OK ... A couple of stupid questions embedded below.

Best regards. Simon

> I gave a competing definition that I find more useful in 
> practice, and that is easy to achieve in the random oracle 
> model, and that guarantees the KDF will be secure and useful 
> when applied to any secret input whose distribution 
> satisifies a few weak conditions (high min-entropy, 
> independence from the hash, efficiently samplable).  

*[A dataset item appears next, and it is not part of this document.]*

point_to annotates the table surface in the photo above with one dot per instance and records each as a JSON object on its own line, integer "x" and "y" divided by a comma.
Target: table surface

min-entropy is an information-theoretic, as opposed to complexity
theoritic, concept, isn't it? If so, how can it be useful in this
situation? Typically an attacker of a KDF will have witnessed a DH
exchange that precedes it ... Meaning that the secret has no information
theoretic entropy, only complexity theoretic unpredictability.

> I can 
> spell it out more precisely if you like, though I don't think 
> there would be anything especially new or surprising in a 
> more detailed statement.  The only bad news is that my 
> competing definition seems to require that the KDF use random 
> oracles, but in my opinion that's not the end of the world.

I think it would be a great contribution to spell out a good definition.
One comment though: I think a more palatable definition would be to take
an unpredictable input and produce an indistinguishable output, in the
face of an oracle that gives access to various other bits of the output.
This is probably somehow equivalent to other more PRF-like definitions,
but as a protocol designer, it seems to me to be much closer to my
intuitive idea of what is needed. I think having an intuitive definition
therefore really helps to promote formal analysis.

One aspect that the definition should also capture is what the security
requirement is surrounding the auxiliary data that is bound to the key. I
must confess that I have always been wary of this feature, since I think
that just getting from an unpredictable secret to a key is already hard
enough without trying to achieve extra capabilities. Personally I wonder
is it isn't better to leave this out of the KDF, and achieve it by
immediately MACing the relevant data ... Identities, cipher suites, etc
.. This is essentially the TLS approach.